Even if Democrats have the 51 votes they need in the Senate and the Republicans decide against proposing a flood of amendments that could indefinitely stall the reconciliation bill, Mr. Obama and his accomplices would still have to get the votes needed to pass Obamacare in the House.
In November, the House passed its version of health care reform with just two votes to spare; prevailing 220-215 with the help of Representative Anh "Joseph" Cao (R-Louisiana) who has said he will not back it again. (source) And Speaker Nancy Pelosi (D-California) won't be able to count on all of her fellow Democrats this time around either.
Two major changes that will affect this round of voting:
The first is the radical change in the political climate since November of 2009. While some Democrats who claim to be fiscally conservative and who represent traditionally Republican districts were somehow able to ignore the messages sent by voters in New Jersey and Virginia, they cannot ignore the one sent from Massachusetts just last month. The election of Senator Scott Brown (R-Massachusetts) clearly demonstrated what is likely to happen to the careers of elected officials who support Obamacare despite the wishes of their constituents.

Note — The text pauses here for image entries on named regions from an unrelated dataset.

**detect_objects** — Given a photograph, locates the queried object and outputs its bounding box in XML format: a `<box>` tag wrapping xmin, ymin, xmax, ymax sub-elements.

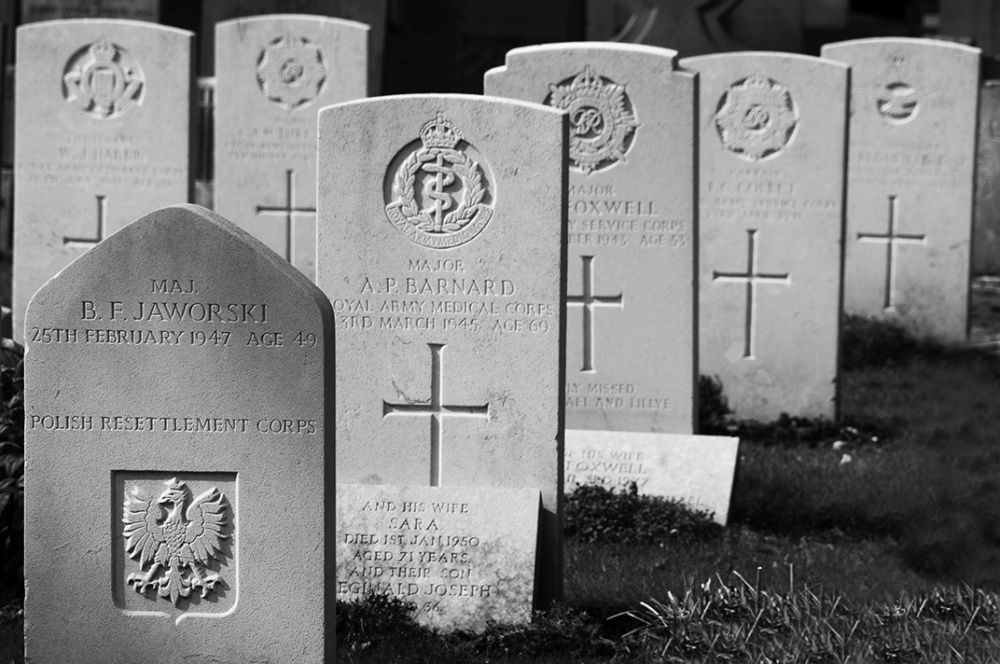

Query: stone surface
<box><xmin>317</xmin><ymin>95</ymin><xmax>567</xmax><ymax>603</ymax></box>
<box><xmin>21</xmin><ymin>0</ymin><xmax>160</xmax><ymax>24</ymax></box>
<box><xmin>565</xmin><ymin>430</ymin><xmax>740</xmax><ymax>526</ymax></box>
<box><xmin>198</xmin><ymin>0</ymin><xmax>388</xmax><ymax>95</ymax></box>
<box><xmin>681</xmin><ymin>53</ymin><xmax>848</xmax><ymax>421</ymax></box>
<box><xmin>14</xmin><ymin>20</ymin><xmax>192</xmax><ymax>339</ymax></box>
<box><xmin>485</xmin><ymin>43</ymin><xmax>698</xmax><ymax>433</ymax></box>
<box><xmin>213</xmin><ymin>15</ymin><xmax>368</xmax><ymax>279</ymax></box>
<box><xmin>972</xmin><ymin>80</ymin><xmax>1000</xmax><ymax>275</ymax></box>
<box><xmin>823</xmin><ymin>39</ymin><xmax>979</xmax><ymax>344</ymax></box>
<box><xmin>25</xmin><ymin>205</ymin><xmax>335</xmax><ymax>663</ymax></box>
<box><xmin>337</xmin><ymin>484</ymin><xmax>540</xmax><ymax>631</ymax></box>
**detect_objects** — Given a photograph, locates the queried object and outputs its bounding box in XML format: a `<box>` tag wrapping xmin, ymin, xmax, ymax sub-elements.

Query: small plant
<box><xmin>337</xmin><ymin>593</ymin><xmax>420</xmax><ymax>650</ymax></box>
<box><xmin>563</xmin><ymin>482</ymin><xmax>722</xmax><ymax>544</ymax></box>
<box><xmin>0</xmin><ymin>339</ymin><xmax>24</xmax><ymax>591</ymax></box>
<box><xmin>698</xmin><ymin>376</ymin><xmax>733</xmax><ymax>435</ymax></box>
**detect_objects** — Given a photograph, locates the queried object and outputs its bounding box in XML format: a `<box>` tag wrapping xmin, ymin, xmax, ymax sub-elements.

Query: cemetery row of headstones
<box><xmin>15</xmin><ymin>17</ymin><xmax>977</xmax><ymax>662</ymax></box>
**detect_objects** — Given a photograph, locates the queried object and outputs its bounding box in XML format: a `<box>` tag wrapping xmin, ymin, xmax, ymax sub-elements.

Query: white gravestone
<box><xmin>13</xmin><ymin>19</ymin><xmax>193</xmax><ymax>339</ymax></box>
<box><xmin>484</xmin><ymin>43</ymin><xmax>698</xmax><ymax>433</ymax></box>
<box><xmin>681</xmin><ymin>53</ymin><xmax>848</xmax><ymax>421</ymax></box>
<box><xmin>565</xmin><ymin>430</ymin><xmax>740</xmax><ymax>526</ymax></box>
<box><xmin>317</xmin><ymin>95</ymin><xmax>566</xmax><ymax>616</ymax></box>
<box><xmin>24</xmin><ymin>205</ymin><xmax>335</xmax><ymax>664</ymax></box>
<box><xmin>823</xmin><ymin>39</ymin><xmax>980</xmax><ymax>344</ymax></box>
<box><xmin>214</xmin><ymin>15</ymin><xmax>368</xmax><ymax>279</ymax></box>
<box><xmin>337</xmin><ymin>484</ymin><xmax>540</xmax><ymax>631</ymax></box>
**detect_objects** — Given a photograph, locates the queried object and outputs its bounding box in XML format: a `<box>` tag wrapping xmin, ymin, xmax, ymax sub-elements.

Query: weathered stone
<box><xmin>24</xmin><ymin>206</ymin><xmax>335</xmax><ymax>662</ymax></box>
<box><xmin>198</xmin><ymin>0</ymin><xmax>389</xmax><ymax>95</ymax></box>
<box><xmin>337</xmin><ymin>484</ymin><xmax>540</xmax><ymax>631</ymax></box>
<box><xmin>681</xmin><ymin>53</ymin><xmax>848</xmax><ymax>421</ymax></box>
<box><xmin>972</xmin><ymin>80</ymin><xmax>1000</xmax><ymax>275</ymax></box>
<box><xmin>21</xmin><ymin>0</ymin><xmax>160</xmax><ymax>23</ymax></box>
<box><xmin>823</xmin><ymin>39</ymin><xmax>980</xmax><ymax>344</ymax></box>
<box><xmin>14</xmin><ymin>20</ymin><xmax>192</xmax><ymax>339</ymax></box>
<box><xmin>565</xmin><ymin>430</ymin><xmax>740</xmax><ymax>526</ymax></box>
<box><xmin>484</xmin><ymin>44</ymin><xmax>698</xmax><ymax>433</ymax></box>
<box><xmin>317</xmin><ymin>95</ymin><xmax>567</xmax><ymax>616</ymax></box>
<box><xmin>214</xmin><ymin>15</ymin><xmax>368</xmax><ymax>279</ymax></box>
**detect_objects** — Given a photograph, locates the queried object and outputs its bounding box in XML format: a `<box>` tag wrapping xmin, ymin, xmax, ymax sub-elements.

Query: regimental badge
<box><xmin>385</xmin><ymin>112</ymin><xmax>495</xmax><ymax>249</ymax></box>
<box><xmin>63</xmin><ymin>37</ymin><xmax>146</xmax><ymax>123</ymax></box>
<box><xmin>715</xmin><ymin>74</ymin><xmax>799</xmax><ymax>161</ymax></box>
<box><xmin>122</xmin><ymin>478</ymin><xmax>230</xmax><ymax>606</ymax></box>
<box><xmin>257</xmin><ymin>35</ymin><xmax>327</xmax><ymax>111</ymax></box>
<box><xmin>871</xmin><ymin>53</ymin><xmax>921</xmax><ymax>126</ymax></box>
<box><xmin>545</xmin><ymin>65</ymin><xmax>639</xmax><ymax>175</ymax></box>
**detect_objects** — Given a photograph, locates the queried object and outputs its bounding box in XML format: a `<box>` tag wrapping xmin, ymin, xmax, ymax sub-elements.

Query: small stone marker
<box><xmin>972</xmin><ymin>80</ymin><xmax>1000</xmax><ymax>275</ymax></box>
<box><xmin>14</xmin><ymin>20</ymin><xmax>192</xmax><ymax>339</ymax></box>
<box><xmin>337</xmin><ymin>484</ymin><xmax>540</xmax><ymax>631</ymax></box>
<box><xmin>484</xmin><ymin>44</ymin><xmax>697</xmax><ymax>433</ymax></box>
<box><xmin>565</xmin><ymin>430</ymin><xmax>740</xmax><ymax>526</ymax></box>
<box><xmin>24</xmin><ymin>206</ymin><xmax>335</xmax><ymax>662</ymax></box>
<box><xmin>681</xmin><ymin>53</ymin><xmax>848</xmax><ymax>421</ymax></box>
<box><xmin>823</xmin><ymin>39</ymin><xmax>980</xmax><ymax>344</ymax></box>
<box><xmin>214</xmin><ymin>15</ymin><xmax>368</xmax><ymax>279</ymax></box>
<box><xmin>317</xmin><ymin>95</ymin><xmax>566</xmax><ymax>616</ymax></box>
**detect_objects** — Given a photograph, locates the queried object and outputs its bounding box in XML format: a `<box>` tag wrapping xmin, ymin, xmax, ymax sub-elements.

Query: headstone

The second major difference between November's vote on health care reform and the next one in the House is that the bill passed last year included the Stupak Amendment. Of the 219 Democrats who voted 'yes' last time, 40 did so only because the bill contained that amendment preventing taxpayer dollars from being used to fund abortions. Those 40 representatives will almost certainly switch their 'yes' votes to 'no' since the new version of the bill being pushed by President Obama would strip out the abortion restrictions in favor of Senate language that many consider unacceptable. (source)
Republican House Whip Eric Cantor (R-Virginia) recently outlined the House changes since that first health care bill passed and said he now believes there's no way to pass health care in the House with only Democratic votes. According to Mr. Cantor's count, Speaker Pelosi doesn't have more than maybe 202 votes; well short of the 217 needed to pass the second (and hopefully final) Obamacare bill. (source)
The last time President Obama and his cronies came up short on votes for his signature domestic issue, they started bribing Senators with hundreds of billions of taxpayer dollars to get the votes they needed. The public is now wise to this tactic and Senators Mary Landrieu (D-Louisiana), Blanche Lincoln (D-Arkansas) and Ben Nelson (D-Nebraska) have become examples to their legislative brethren of what happens to the political prospects of anyone who chooses Team Obama's arm twisting and bribes over the expressed wishes of their constituents.
UPDATE: Appearing on ABC's This Week this morning, Speaker Pelosi urged House Democrats to vote for Obamacare despite the wishes of their constitutents. "We're not here just to self-perpetuate our service in Congress," she said. "We're here to do the job for the American people." (source)
Consiering the perpetuation of her own political career is riding on the fading chance that this bill will pass, that's a rather hypocritical tactic for her to employ.